How Colombian girls were tricked into becoming sex workers in Albania, the 23-year-old's story

Traffickers don't just ship cocaine from Latin American countries.
Currently, in Colombia, police are not charging suspects with international drug trafficking, but with trafficking dozens of girls and women from Medellín and Bogota, who have been sent to be exploited as sex workers in Albania. This fact is revealed by journalist Anila Hoxha.
With full willpower at the start, but without knowing what "circle of hell" they would end up in, hundreds of young girls, including from other Latin American countries, fell into the net of trafficker Lucas Betancur and his father. They are considered leaders of one of the criminal groups that used all forms of exploitation in the forced sex industry.
According to investigations, almost 1 million euros are estimated to have been transferred by the victims of this network, who worked as escorts in Albania and practiced prostitution throughout the country. The girls were seduced, deceived and then kept in slavery for the exploitation of the body, to then be circulated in other countries such as Serbia, Croatia and Spain. For Albania, this phenomenon is becoming a serious concern, especially over the last four years.
Betancur's network is not the only one. Girls from Venezuela, Ecuador, Brazil, Ukraine, China, Afghanistan, Turkey and Romania are registered every day in Albanian police files, where shocking data on the methods of exploitation are described.
The first form of recruitment is seduction through deception, with promises of a better life, or holding hostage through a fictitious and irrevocable debt. This is enough for these girls, aged between 19 and 40, sometimes presented as masseuses and sometimes advertised "at will", to practice prostitution in an invisible world, but at the same time openly exposed on escort sites.
One of them tells her story:
"My name is Valentina. I came to Albania with a friend, who was the person who suggested I travel. In Colombia, she was practically a friend of my house, so I decided to come with her. I didn't know I was coming for this job and that it wasn't even legally prohibited. We were waiting for her contact. I needed money and, above all, I trusted my friend."
"When we arrived here, the trafficker warned us that the work we were going to do could get us into trouble with the law and that we had to be careful. He even threatened my friend when he found our apartment. They lied to both of us. We came to a place we knew nothing about."
“The day the police came to the apartment was a shock to me. In Colombia, prostitution is allowed, so I didn't know that in Albania it was forbidden. My real job in Colombia was aesthetics, but I have a child to raise and four other family members who lived only on my salary. The living wage in Colombia is not enough for anything.”

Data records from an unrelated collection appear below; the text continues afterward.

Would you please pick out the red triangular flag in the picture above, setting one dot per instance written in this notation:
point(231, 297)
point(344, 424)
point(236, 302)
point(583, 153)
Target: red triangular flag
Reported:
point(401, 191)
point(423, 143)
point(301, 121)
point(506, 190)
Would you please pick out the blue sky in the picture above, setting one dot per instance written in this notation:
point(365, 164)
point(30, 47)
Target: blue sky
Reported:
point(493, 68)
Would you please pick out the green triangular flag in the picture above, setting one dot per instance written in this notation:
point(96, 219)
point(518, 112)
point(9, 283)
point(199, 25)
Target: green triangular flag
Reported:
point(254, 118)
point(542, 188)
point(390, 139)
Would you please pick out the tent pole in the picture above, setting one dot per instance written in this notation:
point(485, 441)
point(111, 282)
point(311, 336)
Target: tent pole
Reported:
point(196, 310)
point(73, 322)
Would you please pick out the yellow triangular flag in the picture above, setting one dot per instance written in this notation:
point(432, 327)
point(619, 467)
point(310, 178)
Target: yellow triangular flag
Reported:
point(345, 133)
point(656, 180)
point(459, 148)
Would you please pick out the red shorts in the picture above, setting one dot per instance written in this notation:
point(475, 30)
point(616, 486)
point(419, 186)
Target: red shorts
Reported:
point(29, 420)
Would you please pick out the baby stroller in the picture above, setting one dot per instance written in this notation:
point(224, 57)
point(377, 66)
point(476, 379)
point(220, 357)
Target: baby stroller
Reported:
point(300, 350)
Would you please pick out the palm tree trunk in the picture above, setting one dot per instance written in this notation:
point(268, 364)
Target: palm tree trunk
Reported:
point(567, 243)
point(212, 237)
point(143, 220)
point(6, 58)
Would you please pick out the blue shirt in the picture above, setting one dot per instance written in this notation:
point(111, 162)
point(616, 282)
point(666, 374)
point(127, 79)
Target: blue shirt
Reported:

“The traffickers convinced me that money is made here and I came with the intention of opening my own beauty center when I returned to Medellín. I stayed in Albania for four months. During this time, I couldn’t even pay my family’s rent there, because I didn’t see the money when it was paid or when it was received. In this whole story, I am a victim, because in Albania prostitution is a crime; now we have problems with justice and the boss is in prison.”
The 23-year-old's story is the same as that of many other girls arrested in at least 75 police operations within a year in Albania.
Many of them, the moment they take the plane from their homeland, know that in exchange for money they will work as sex workers. They are presented as "experts", paid by the hour or day. Without their real name and with fake identities, the girls appear on digital platforms, offering themselves in virtual escort showcases, reports TCH.